Failure Recovery

When a host goes down, the cluster is configured to keep the osds in as loss of the host does not mean that the osds data were destroyed. When repairing, however, it’s possible to bring up a partially configured host which could cause the associated disks to be marked out (i.e. host is up but disks are in intermediate state). We do not want this to happen as it would trigger re-balancing. To prevent this, whenever recovering from a failure, set the cluster to noout: (ceph osd set noout).

Replacement of Storcon0 or Mon0

If a storage controller host needs to be recreated (either because the host failed or the OS needs to be reinstalled) take the following steps.

  • Protect Cluster

    • sudo cephadm shell

    • ceph osd set noout

    • ceph osd set nobackfill

    • ceph osd set norecover

  • Use the customized installer to reinstall the OS and bring the OOB port/connection online.

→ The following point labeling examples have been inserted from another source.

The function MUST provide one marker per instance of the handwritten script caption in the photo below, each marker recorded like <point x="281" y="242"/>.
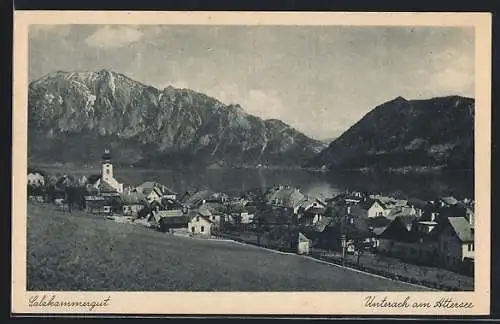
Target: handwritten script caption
<point x="408" y="302"/>
<point x="53" y="301"/>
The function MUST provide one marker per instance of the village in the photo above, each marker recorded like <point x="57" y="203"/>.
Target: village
<point x="348" y="227"/>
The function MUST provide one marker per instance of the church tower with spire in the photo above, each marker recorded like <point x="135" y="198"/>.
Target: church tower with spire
<point x="107" y="172"/>
<point x="107" y="166"/>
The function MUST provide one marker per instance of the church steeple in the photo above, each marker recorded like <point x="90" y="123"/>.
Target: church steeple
<point x="107" y="166"/>
<point x="106" y="157"/>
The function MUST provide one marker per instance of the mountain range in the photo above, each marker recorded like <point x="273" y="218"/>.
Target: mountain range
<point x="437" y="132"/>
<point x="78" y="114"/>
<point x="74" y="116"/>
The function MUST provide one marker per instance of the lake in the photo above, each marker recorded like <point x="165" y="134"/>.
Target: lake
<point x="423" y="186"/>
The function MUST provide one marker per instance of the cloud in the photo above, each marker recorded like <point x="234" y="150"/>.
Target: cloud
<point x="113" y="37"/>
<point x="265" y="104"/>
<point x="38" y="31"/>
<point x="454" y="73"/>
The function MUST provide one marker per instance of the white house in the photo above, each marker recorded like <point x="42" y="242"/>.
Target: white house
<point x="246" y="218"/>
<point x="456" y="242"/>
<point x="200" y="225"/>
<point x="154" y="191"/>
<point x="370" y="208"/>
<point x="36" y="179"/>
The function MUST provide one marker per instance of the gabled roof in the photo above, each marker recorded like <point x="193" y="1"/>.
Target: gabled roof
<point x="407" y="220"/>
<point x="93" y="178"/>
<point x="133" y="198"/>
<point x="321" y="225"/>
<point x="176" y="220"/>
<point x="462" y="229"/>
<point x="204" y="218"/>
<point x="288" y="196"/>
<point x="449" y="200"/>
<point x="198" y="197"/>
<point x="379" y="221"/>
<point x="148" y="186"/>
<point x="204" y="212"/>
<point x="169" y="213"/>
<point x="398" y="231"/>
<point x="106" y="187"/>
<point x="368" y="203"/>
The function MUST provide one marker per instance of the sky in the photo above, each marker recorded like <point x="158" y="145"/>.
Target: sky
<point x="318" y="79"/>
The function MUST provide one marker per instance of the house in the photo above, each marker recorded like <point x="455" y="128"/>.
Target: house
<point x="198" y="198"/>
<point x="154" y="191"/>
<point x="354" y="197"/>
<point x="447" y="201"/>
<point x="323" y="234"/>
<point x="456" y="242"/>
<point x="213" y="211"/>
<point x="304" y="244"/>
<point x="377" y="225"/>
<point x="370" y="208"/>
<point x="36" y="179"/>
<point x="200" y="225"/>
<point x="409" y="245"/>
<point x="309" y="209"/>
<point x="246" y="218"/>
<point x="284" y="196"/>
<point x="132" y="203"/>
<point x="428" y="222"/>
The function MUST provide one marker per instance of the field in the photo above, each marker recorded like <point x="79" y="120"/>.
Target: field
<point x="82" y="252"/>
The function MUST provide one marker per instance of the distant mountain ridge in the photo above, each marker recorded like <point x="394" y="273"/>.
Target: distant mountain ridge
<point x="73" y="116"/>
<point x="437" y="132"/>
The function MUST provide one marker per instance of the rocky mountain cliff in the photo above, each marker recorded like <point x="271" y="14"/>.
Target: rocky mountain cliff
<point x="73" y="116"/>
<point x="407" y="133"/>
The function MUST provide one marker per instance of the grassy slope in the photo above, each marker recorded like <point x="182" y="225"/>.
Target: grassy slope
<point x="78" y="251"/>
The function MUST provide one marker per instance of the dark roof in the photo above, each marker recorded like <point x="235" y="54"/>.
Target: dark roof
<point x="397" y="231"/>
<point x="461" y="227"/>
<point x="176" y="220"/>
<point x="287" y="196"/>
<point x="449" y="200"/>
<point x="379" y="221"/>
<point x="133" y="198"/>
<point x="198" y="197"/>
<point x="149" y="186"/>
<point x="367" y="203"/>
<point x="93" y="178"/>
<point x="105" y="187"/>
<point x="407" y="220"/>
<point x="321" y="225"/>
<point x="169" y="213"/>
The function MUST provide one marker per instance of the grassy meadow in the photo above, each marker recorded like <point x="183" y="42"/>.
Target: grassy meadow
<point x="82" y="252"/>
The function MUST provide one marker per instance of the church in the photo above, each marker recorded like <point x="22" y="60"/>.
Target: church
<point x="106" y="179"/>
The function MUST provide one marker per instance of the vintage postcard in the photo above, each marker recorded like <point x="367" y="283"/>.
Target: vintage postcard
<point x="251" y="163"/>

  • Use ansible to configure host

    • Note that all of these should be run with the –limit flag for the specific host being recovered.

    • Run the recovery playbook (just copies keys right now)

    • Run the preflight playbook

    • Run the networking playbook

  • Activate OSDs

    • sudo cephadm shell

    • cephadm osd activate <<hostname>>

  • Wait for all OSDs up and in

  • Un-protect Cluster

    • sudo cephadm shell

    • ceph osd unset noout

    • ceph osd unset nobackfill

    • ceph osd unset norecover

Replacement of Storcon1

Differs because we need to bring up the temp link to regain monitor quorum

Replacement of Disk

RMAs are through Seagate.

Visit the Seagate Warranty and Replacement website and create an account so you will be able to RMA the disks.

Accounts must be created with a personal email, they don’t allow admin groups.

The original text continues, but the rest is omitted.